He had 2 local boys as crew who handled all of the boat duties. I could take the helm whenever I wanted to. The crew and captain were excellent free divers, and supplied us with conch, lobster and barracuda (which turned out to be an excellent fish to eat). They knew all of the best sites, and we scuba dove off of the boat at some of the shallow coral reefs (mostly 25-30' deep).
They took us to Hol Chan Marine Reserve and Shark Ray Alley where they chummed for shark, and eagle rays while we snorkeled with about 25 nurse sharks all around us.

The bad: The boat is a ketch which Capt Louis salvaged off the reef. He personally added tons of lead to the keel, and did major repairs to the hull. She is a bit older, and was missing a boom vang when we chartered (which deprived the mainsail of some extra power). 

In spite of the age of the boat and the missing boom vang, she sailed fine, and was quite sea worthy. We felt we got a great deal and were very fortunate to have someone with such great local knowledge to guide us on our charter.

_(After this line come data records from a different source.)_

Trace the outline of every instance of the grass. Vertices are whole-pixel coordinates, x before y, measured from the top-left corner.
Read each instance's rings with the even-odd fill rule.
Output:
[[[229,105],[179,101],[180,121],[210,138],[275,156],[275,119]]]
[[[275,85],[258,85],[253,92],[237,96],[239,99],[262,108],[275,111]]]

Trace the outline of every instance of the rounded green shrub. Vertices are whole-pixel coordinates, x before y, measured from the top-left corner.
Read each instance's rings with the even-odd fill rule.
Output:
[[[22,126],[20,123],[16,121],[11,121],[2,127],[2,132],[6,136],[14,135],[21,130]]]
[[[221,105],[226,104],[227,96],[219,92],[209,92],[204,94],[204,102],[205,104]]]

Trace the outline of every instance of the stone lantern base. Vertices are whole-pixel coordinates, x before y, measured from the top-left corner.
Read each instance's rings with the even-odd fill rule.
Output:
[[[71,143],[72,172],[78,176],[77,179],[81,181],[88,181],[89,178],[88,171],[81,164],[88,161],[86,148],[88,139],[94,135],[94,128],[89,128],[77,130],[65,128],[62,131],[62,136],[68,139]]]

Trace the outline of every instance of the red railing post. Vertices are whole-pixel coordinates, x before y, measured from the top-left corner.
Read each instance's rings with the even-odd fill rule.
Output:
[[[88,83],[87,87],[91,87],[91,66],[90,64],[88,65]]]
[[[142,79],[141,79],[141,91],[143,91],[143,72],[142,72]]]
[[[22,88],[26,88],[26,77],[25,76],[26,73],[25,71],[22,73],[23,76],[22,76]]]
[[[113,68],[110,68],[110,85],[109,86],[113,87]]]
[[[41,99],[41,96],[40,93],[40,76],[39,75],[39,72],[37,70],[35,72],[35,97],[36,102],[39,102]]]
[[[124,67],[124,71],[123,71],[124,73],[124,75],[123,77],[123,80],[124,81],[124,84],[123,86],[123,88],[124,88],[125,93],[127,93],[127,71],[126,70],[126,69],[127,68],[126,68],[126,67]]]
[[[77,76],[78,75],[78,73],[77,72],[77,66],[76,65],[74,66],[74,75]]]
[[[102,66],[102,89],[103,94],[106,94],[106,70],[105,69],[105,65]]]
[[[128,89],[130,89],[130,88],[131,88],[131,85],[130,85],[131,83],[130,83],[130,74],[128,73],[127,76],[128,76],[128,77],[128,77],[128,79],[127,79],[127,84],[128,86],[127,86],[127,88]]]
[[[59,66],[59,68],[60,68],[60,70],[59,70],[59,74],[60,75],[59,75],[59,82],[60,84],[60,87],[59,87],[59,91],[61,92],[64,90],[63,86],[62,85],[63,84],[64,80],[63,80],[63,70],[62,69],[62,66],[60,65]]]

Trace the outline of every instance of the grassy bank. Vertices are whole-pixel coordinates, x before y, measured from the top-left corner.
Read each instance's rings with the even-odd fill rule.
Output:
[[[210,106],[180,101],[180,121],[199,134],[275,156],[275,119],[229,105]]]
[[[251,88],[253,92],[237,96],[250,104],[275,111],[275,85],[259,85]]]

All in all, it was a great sailing adventures, with warm water, flat sailing and great food. If you're interested, I can find more links for La Gaviota and Belize on my computer. You should be able to reach Luis Nunez at the above email address.

Fair Winds,

Capt. Downer


----------



## saltymum (Mar 16, 2014)

Thanks but I think we are more interested in a bareboat charter, although a crewed charter does offer some advantages such as the ability to go outside the reef.


----------